Por isso, separe o que está realmente disponível para a entrada do que precisa continuar líquido. A calculadora pede apenas o dinheiro que pode ser usado sem contar o FGTS. Não inclua valores comprometidos com documentação, mudança, reforma necessária ou emergência.
O FGTS não deve ser presumido
O saldo do FGTS pode contribuir para a compra em situações previstas nas regras oficiais, mas o uso depende de requisitos do trabalhador, do imóvel e da operação. Marcar o FGTS na estimativa mostra o impacto possível daquele recurso; não confirma que ele será liberado.

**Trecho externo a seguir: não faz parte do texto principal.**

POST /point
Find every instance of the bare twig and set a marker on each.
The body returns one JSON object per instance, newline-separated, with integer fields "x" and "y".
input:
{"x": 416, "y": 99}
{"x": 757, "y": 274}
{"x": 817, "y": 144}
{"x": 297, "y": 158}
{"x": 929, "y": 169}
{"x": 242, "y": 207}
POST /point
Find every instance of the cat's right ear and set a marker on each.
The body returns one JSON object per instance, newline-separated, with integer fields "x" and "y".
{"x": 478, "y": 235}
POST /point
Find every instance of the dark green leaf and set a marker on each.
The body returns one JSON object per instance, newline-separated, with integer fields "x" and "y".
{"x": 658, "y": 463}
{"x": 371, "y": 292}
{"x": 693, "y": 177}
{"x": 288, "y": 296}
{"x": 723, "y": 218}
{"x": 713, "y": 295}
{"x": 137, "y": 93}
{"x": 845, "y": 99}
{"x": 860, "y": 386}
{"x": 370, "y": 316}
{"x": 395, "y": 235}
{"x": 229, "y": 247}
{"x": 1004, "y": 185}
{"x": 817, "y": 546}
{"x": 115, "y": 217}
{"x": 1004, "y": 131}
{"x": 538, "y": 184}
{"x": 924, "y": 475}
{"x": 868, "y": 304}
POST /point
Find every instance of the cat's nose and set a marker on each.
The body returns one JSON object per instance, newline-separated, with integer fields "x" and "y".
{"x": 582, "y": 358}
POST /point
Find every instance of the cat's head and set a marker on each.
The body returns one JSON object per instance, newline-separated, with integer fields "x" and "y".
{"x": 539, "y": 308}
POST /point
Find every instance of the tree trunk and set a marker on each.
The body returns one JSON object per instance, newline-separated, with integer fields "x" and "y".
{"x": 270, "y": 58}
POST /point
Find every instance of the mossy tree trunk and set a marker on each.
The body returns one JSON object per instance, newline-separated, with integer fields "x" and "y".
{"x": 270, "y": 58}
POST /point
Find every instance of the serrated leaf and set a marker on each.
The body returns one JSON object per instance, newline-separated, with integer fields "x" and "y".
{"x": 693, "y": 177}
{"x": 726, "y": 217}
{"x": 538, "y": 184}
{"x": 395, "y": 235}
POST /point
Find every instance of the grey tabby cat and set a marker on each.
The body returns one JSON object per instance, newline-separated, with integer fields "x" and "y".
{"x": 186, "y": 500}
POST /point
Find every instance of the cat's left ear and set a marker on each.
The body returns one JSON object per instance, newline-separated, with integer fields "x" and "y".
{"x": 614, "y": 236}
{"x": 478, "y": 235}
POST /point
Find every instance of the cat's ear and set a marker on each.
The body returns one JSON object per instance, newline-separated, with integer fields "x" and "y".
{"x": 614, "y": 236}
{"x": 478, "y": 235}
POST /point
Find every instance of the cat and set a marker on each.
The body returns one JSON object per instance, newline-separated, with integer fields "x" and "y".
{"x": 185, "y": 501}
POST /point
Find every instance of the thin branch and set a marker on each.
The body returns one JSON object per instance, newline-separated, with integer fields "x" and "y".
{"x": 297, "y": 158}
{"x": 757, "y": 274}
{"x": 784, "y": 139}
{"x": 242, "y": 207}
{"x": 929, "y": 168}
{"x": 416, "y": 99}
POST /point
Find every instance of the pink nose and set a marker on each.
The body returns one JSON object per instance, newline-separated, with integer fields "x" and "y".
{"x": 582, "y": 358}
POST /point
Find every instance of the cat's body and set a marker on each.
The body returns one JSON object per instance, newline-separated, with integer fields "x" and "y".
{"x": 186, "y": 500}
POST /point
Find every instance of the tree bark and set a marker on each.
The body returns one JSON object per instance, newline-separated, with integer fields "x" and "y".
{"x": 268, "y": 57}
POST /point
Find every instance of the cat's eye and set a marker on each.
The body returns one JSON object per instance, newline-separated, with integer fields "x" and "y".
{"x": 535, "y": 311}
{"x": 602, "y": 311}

Antes de negociar com base nesse valor, consulte os critérios atuais e faça a validação com o agente financeiro. Se houver dúvida, rode dois cenários: um incluindo o saldo e outro sem ele. Assim você enxerga quanto a busca depende desse recurso.
Transforme a meta em etapas
Defina a faixa do imóvel, estime a entrada necessária e acrescente custos de compra. Depois desconte apenas o montante que já pode ser usado. A diferença vira uma meta de acumulação, que pode ser dividida pelo valor poupado mensalmente para estimar um prazo realista.
Revise a meta quando renda, preços ou taxas mudarem. Guardar mais entrada pode reduzir o financiamento, mas adiar a compra também tem custos e incertezas. Não existe um percentual perfeito para todos; existe uma combinação que mantém a prestação, os custos iniciais e a reserva compatíveis com sua realidade.